IN THE LATTER HALF of the 19th century, trains carried hay from Ghent’s farms to the tens of thousands of horses in New York City. Ghent’s hay export business centered on the area in front of the Ghent VFW and across State Route 66 from the current Ghent Firehouse.

In 1892 five hay barns and a hay shed totaling 15,000 square feet stood between the two rail lines that converged in Ghent. Three of those barns had a horse driven hay press, the nexus of the farmer and railroad, Ghent and New York City.

Boys often had the pedestrian job of operating the hay press’s power source. Late in his life, Thomas Buckley, born 1878, recalled, “For many years there was a string of buildings right in the heart of Ghent. These were known as the hay sheds, where the farmers would sell their hay and it would be pressed into bales for shipment to New York. Vacations, I drove the horse round and round to press up the bales. My compensation was 25 cents per day.”

The horse was attached to a capstan, or wheel, that wound a chain, rope or cable raising the floor of a tall rectangular compartment, maybe 20 feet high, pressing loose hay into a shippable bale.

On Saturday, May 6, 1871, James Drum put Mr. A.M. Tracy’s Ghent hay press to the test. Drum, three other men, and at least one horse, produced 64 bales totaling 24,803 pounds. Mr. Drum, the self-declared champion hay presser of Columbia County, called for word of anyone who pressed more. Mr. Drum’s declaration tells us that the average bale weight from Tracy’s press was 387.5 pounds, or roughly half that of a modern day round bale, or six times that of a small square bale. Considering the date of his achievement, we assume it was 1870s hay he was selling in order to make room for 1871’s first cut.

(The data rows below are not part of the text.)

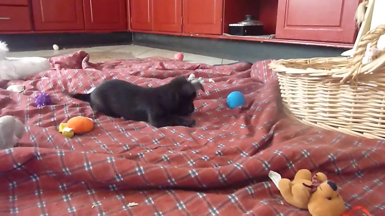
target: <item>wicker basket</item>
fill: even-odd
[[[353,58],[273,61],[284,110],[308,124],[385,139],[385,50],[363,64],[367,45],[377,47],[385,25],[363,37]]]

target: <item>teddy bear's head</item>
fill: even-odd
[[[327,180],[318,185],[309,201],[308,209],[312,216],[340,216],[346,210],[337,185]]]

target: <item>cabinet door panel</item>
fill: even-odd
[[[278,38],[353,43],[359,0],[279,0]]]
[[[32,3],[35,30],[84,29],[82,1],[33,0]]]
[[[223,0],[183,0],[183,32],[221,35]]]
[[[127,29],[125,0],[84,0],[85,29]]]
[[[182,0],[152,0],[154,30],[182,32]]]
[[[0,5],[0,31],[30,31],[31,26],[28,7]]]
[[[131,29],[153,30],[152,0],[131,0],[130,8]]]

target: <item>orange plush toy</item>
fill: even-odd
[[[70,119],[67,123],[60,123],[59,132],[66,137],[71,138],[74,134],[90,132],[94,128],[92,120],[86,117],[78,116]]]
[[[312,178],[307,169],[299,170],[292,181],[280,179],[278,188],[286,202],[303,209],[312,216],[341,216],[345,211],[337,185],[318,173]]]

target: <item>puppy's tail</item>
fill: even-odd
[[[91,102],[91,93],[89,94],[75,94],[72,95],[72,97],[77,99],[85,102]]]
[[[0,40],[0,60],[5,58],[8,50],[7,43],[3,41]]]

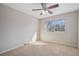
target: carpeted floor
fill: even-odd
[[[36,42],[0,54],[1,56],[79,56],[79,49],[55,43]]]

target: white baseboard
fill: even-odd
[[[13,50],[13,49],[16,49],[16,48],[19,48],[19,47],[22,47],[22,46],[24,46],[24,44],[18,45],[18,46],[16,46],[16,47],[10,48],[10,49],[5,50],[5,51],[1,51],[0,54],[5,53],[5,52],[8,52],[8,51],[11,51],[11,50]]]

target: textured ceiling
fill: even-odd
[[[3,3],[4,5],[14,8],[18,11],[22,11],[24,13],[27,13],[33,17],[36,18],[45,18],[45,17],[50,17],[53,15],[58,15],[70,11],[74,11],[79,9],[79,4],[78,3],[59,3],[58,8],[50,9],[53,14],[45,14],[45,15],[40,15],[41,11],[32,11],[32,9],[40,9],[41,4],[40,3]],[[51,6],[55,3],[47,3],[47,6]]]

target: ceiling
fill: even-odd
[[[79,9],[78,3],[59,3],[58,8],[50,9],[53,12],[53,14],[47,13],[45,15],[40,15],[41,11],[32,11],[32,9],[42,8],[40,3],[3,3],[3,4],[39,19]],[[47,3],[47,6],[51,6],[53,4],[55,3]]]

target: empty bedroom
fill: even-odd
[[[79,56],[79,3],[0,3],[0,56]]]

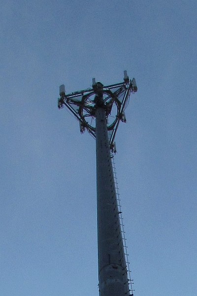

Sadly, on the morning of Wednesday, June 20, 1894, the entire facility burned in a fire so hot the nearby train tracks warped. Town Supervisor George Tremain, owner of three of the barns, suffered severe burns trying to save his horses and was housebound for weeks thereafter. The estimated loss to Tracy and Tremain was $6,000, or $176,000 in today’s money. Along with the hay barns and a coal shed, the post office also burned. The mail was saved.

As far as the historical record shows, Tracy’s and Tremain’s hay export empire was never rebuilt, and though a new hay press had been installed four years earlier a few miles south at Pulver’s Station, the future of hay pressing in Ghent was with portable, horse drawn, horse powered presses.

New York City’s developing public transportation and the coming of the automobile significantly reduced the need for hay export. By shifting to milk production for the Borden’s plant in Buckleyville, Ghent’s farms continued to feed the rest of the Hudson Valley.